The raw data URL must contain `<MATERIAL>/anomaly_image/<defect>/`,
`<MATERIAL>/mask/<defect>/`, and `defect_spec.jsonl`. The relevant
`setup/setup_<case>.yaml` creates that shape for the shipped cases. `validation.jsonl` + `amp/` are
generated fresh inside the finetune task — no need to ship them.

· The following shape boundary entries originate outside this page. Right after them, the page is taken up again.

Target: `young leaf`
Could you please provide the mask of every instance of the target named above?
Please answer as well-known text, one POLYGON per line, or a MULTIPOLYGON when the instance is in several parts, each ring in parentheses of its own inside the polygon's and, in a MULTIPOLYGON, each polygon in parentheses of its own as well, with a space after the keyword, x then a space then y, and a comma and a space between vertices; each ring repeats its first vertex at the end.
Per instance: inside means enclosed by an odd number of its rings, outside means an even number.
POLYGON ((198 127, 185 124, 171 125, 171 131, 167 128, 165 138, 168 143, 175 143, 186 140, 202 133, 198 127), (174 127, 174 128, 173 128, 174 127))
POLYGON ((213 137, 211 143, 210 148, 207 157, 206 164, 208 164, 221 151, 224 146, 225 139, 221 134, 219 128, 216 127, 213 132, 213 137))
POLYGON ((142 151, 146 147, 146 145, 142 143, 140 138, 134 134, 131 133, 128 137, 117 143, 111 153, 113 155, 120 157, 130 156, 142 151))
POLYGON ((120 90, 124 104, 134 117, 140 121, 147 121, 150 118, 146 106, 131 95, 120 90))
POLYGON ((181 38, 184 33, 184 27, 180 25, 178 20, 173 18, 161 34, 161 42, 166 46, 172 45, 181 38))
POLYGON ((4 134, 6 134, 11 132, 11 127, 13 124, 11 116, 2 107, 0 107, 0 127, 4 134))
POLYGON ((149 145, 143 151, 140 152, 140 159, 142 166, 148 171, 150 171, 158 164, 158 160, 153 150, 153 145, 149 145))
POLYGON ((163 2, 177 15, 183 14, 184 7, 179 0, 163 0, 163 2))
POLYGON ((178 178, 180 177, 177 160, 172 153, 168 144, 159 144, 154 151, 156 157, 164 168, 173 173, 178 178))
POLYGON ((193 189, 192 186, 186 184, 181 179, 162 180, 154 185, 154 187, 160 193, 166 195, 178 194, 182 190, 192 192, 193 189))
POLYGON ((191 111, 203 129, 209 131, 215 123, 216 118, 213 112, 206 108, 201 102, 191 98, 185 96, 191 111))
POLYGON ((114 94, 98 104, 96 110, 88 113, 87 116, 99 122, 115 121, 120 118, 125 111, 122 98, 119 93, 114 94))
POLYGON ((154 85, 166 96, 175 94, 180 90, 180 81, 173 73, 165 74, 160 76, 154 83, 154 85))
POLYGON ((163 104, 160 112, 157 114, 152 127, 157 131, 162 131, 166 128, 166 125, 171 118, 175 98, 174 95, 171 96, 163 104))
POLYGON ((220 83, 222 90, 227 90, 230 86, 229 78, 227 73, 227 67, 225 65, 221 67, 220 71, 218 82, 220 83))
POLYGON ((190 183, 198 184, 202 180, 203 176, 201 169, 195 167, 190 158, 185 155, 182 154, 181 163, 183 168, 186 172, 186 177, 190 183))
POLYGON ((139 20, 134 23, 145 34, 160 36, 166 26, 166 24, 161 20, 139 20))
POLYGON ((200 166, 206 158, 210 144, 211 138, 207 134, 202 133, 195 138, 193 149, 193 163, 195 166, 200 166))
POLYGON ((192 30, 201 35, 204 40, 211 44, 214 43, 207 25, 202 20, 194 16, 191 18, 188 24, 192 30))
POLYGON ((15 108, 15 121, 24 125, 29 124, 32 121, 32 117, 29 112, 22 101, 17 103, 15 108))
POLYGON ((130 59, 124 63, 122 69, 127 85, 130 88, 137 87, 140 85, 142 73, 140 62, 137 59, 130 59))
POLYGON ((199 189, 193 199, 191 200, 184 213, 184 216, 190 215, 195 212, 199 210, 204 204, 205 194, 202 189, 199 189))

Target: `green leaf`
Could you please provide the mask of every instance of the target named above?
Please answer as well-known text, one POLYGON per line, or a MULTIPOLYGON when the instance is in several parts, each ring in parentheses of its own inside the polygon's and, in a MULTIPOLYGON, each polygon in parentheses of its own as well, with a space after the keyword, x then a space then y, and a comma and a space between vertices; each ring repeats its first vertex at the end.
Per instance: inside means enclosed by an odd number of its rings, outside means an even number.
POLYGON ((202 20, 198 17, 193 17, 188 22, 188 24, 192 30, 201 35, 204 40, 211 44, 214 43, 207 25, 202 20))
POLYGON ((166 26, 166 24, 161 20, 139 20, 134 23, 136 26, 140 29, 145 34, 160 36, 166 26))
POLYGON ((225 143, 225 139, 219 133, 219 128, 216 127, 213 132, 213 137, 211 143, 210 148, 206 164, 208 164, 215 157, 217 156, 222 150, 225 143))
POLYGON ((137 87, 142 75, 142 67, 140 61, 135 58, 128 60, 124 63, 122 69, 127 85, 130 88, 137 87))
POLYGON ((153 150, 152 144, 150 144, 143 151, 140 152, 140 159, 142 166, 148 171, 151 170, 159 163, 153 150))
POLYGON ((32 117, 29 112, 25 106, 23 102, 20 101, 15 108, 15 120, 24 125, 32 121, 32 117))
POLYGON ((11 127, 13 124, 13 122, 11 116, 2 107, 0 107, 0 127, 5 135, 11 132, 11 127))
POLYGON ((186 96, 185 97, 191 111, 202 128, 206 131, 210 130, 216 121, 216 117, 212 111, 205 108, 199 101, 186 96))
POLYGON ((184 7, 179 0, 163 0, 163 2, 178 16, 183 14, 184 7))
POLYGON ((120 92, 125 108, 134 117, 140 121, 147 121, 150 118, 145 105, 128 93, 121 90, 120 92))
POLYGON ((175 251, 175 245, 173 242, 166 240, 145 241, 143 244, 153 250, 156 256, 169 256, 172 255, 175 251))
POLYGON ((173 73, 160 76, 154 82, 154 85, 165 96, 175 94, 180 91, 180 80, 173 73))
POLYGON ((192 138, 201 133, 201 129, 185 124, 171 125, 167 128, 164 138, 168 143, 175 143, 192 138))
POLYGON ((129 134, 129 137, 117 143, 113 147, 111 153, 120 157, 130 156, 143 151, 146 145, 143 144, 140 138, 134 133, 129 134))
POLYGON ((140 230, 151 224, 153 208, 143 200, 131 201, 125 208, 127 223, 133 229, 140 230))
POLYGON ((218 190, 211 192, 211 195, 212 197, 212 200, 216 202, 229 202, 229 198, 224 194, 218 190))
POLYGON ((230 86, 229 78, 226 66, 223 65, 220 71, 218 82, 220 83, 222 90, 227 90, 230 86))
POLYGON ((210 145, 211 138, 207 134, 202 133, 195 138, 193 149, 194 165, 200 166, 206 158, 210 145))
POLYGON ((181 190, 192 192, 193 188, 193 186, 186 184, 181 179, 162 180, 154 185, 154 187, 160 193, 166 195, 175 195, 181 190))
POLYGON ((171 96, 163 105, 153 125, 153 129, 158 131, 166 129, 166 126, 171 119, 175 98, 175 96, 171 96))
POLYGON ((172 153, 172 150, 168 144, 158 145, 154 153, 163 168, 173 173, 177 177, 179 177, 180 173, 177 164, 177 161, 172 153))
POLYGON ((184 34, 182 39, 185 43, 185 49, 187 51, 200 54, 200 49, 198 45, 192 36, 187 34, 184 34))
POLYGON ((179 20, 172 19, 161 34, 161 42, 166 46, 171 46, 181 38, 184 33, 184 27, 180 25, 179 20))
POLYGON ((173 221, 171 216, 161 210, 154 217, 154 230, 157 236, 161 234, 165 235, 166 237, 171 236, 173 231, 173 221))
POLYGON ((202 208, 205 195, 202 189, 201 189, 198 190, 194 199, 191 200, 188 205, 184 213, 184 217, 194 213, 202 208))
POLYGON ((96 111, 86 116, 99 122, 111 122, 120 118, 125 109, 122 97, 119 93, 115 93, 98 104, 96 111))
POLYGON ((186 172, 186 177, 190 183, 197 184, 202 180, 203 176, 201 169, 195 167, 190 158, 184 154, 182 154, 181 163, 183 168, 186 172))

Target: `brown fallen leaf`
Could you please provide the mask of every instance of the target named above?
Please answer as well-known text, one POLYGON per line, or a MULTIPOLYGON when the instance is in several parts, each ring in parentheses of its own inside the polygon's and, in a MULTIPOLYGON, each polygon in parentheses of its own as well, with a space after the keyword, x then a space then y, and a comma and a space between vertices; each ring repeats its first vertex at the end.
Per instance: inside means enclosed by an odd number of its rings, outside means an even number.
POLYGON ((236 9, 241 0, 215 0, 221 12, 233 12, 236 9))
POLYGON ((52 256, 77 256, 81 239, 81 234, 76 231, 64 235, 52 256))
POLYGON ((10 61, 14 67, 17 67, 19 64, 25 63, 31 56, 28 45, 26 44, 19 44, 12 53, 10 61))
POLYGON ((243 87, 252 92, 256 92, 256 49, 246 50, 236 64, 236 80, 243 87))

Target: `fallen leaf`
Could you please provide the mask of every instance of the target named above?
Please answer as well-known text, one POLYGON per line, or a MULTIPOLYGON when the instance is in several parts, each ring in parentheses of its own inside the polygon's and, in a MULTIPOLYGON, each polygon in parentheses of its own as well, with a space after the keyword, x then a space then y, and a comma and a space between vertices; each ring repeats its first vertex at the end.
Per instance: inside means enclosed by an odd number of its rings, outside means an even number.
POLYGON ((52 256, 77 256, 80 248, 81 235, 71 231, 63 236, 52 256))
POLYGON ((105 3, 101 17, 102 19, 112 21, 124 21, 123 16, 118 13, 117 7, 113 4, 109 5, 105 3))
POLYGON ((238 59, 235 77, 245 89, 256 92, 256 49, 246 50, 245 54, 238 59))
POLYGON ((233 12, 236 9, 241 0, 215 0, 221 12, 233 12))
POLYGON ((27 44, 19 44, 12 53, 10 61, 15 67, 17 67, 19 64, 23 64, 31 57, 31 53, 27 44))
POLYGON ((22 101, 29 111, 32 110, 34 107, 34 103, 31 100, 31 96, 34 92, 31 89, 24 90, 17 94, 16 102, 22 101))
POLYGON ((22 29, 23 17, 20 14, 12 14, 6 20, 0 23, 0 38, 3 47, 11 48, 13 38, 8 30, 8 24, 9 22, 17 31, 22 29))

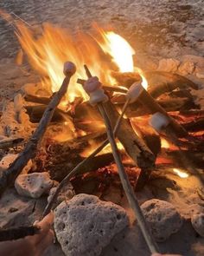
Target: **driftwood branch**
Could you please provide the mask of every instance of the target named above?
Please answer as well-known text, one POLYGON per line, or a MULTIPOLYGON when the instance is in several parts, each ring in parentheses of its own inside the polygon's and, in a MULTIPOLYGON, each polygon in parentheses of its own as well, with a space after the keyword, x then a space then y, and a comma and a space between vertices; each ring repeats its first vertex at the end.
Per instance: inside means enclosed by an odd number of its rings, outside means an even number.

## Cookbook render (in-pod, automatic)

There is **no pre-submit render step**. The cookbook at
`assets/cookbooks/<usecase>/ag_config.yaml` is uploaded to the pod via
`localpath:` and rendered in-pod by `yq` right after Phase 1 Step 2 produces
`validation.jsonl`. The render patches 5 fields:

| Field | Source |
|---|---|
| `.job.group` | `EXP_NAME` (= `--set name=…`) |
| `.job.name` | `${EXP_NAME}_training_FP32_lr0.02_bs=2_2b_512x512` (auto-derived) |
| `.dataloader_train.dataset.dataset_dir` | `{{input:1}}` (raw dataset URL) |
| `.dataloader_val.dataset.input_data_path` | `/tmp/validation/validation.jsonl` (Phase 1 Step 2 output) |
| `.model.config.ag_config.mask_encoder.encoder_config.init_cfg.checkpoint` | `checkpoints/NVDINOV2/nv_dinov2_classification_model.ckpt` |

and drops the `trainer.early_stop` block (which the image's `TrainerConfig`
rejects). Cookbook selection is driven by `--set usecase=…`:

```
usecase=pcb           → assets/cookbooks/pcb/ag_config.yaml
usecase=metal_surface → assets/cookbooks/metal_surface/ag_config.yaml
usecase=glass         → assets/cookbooks/glass/ag_config.yaml
```

## Submit

```bash
STAMP=$(cat /proc/sys/kernel/random/uuid | cut -c1-8)
NAME=finetune-$STAMP
osmo workflow submit assets/configs/finetune.yaml \
  --pool <pool> \
  --set name=$NAME \
        dig_url_root=<dig_url_root> \
        usecase=<pcb|metal_surface|glass>
```

`--set` carries only OSMO concerns: run name, DIG root, URL usecase, and GPU
resources. Training recipe knobs stay in the cookbook (rendered in-pod from
`assets/cookbooks/<usecase>/ag_config.yaml`). The `$STAMP` (8 hex chars from
`/proc/sys/kernel/random/uuid`) makes the storage path unique per submission
— see SKILL.md §"Name stamping".

Defaults are sized for 1 GPU. For multi-GPU finetune, pass `train_gpu`,
`train_cpu`, and `train_memory` together — the per-GPU scaling table lives
in `references/gpu_sizing.md`. Example for 4-GPU training:

```bash
osmo workflow submit assets/configs/finetune.yaml \
  --pool <pool> \
  --set name=$NAME dig_url_root=<dig_url_root> usecase=<usecase> \
        train_gpu=4 train_cpu=32 train_memory=192Gi
```

## Output

```bash
osmo data list --no-pager s3://osmo-workflows/dig/runs/$NAME/finetune
osmo data download s3://osmo-workflows/dig/runs/$NAME/finetune ./output/$NAME-finetune/
```

Best-step selection is based on the highest `nn_score` from validation logs.
See `skills/anomalygen/SKILL.md` Phase 1 for the detailed procedure.

## Extending a Use Case

Start from the closest shipped cookbook. If adding defects, update both
`anomaly_types` copies in the cookbook:

- `dataloader_train.dataset.anomaly_types`
- `model.config.ag_config.anomaly_embedding.anomaly_types`

Then upload or prepare matching data under
`<dig_url_root>/datasets/<usecase>/raw`. The material and defect names must
match the cookbook, `defect_spec.jsonl`, and `anomaly_types_json` used by
inference.

## Troubleshooting

- **`ERROR: /tmp/ag_config.yaml not mounted`** — render Step 1 before submitting.
- **`ERROR: pretrained tree not at .../pretrained`** — rerun setup for `models/pretrained`.
- **`ERROR: $DATASET_DIR/defect_spec.jsonl missing in raw dataset`** — the raw URL is incomplete; rerun the relevant `setup/setup_<case>.yaml` for the usecase.
- **`ERROR: prep_testcase.sh produced an empty validation.jsonl`** — the raw dataset is missing training masks (`<MATERIAL>/mask/<defect>/`). Verify with `osmo data list --no-pager <dig_url_root>/datasets/<usecase>/raw`.
- **dshm OOM** — see `references/setup.md` Troubleshooting.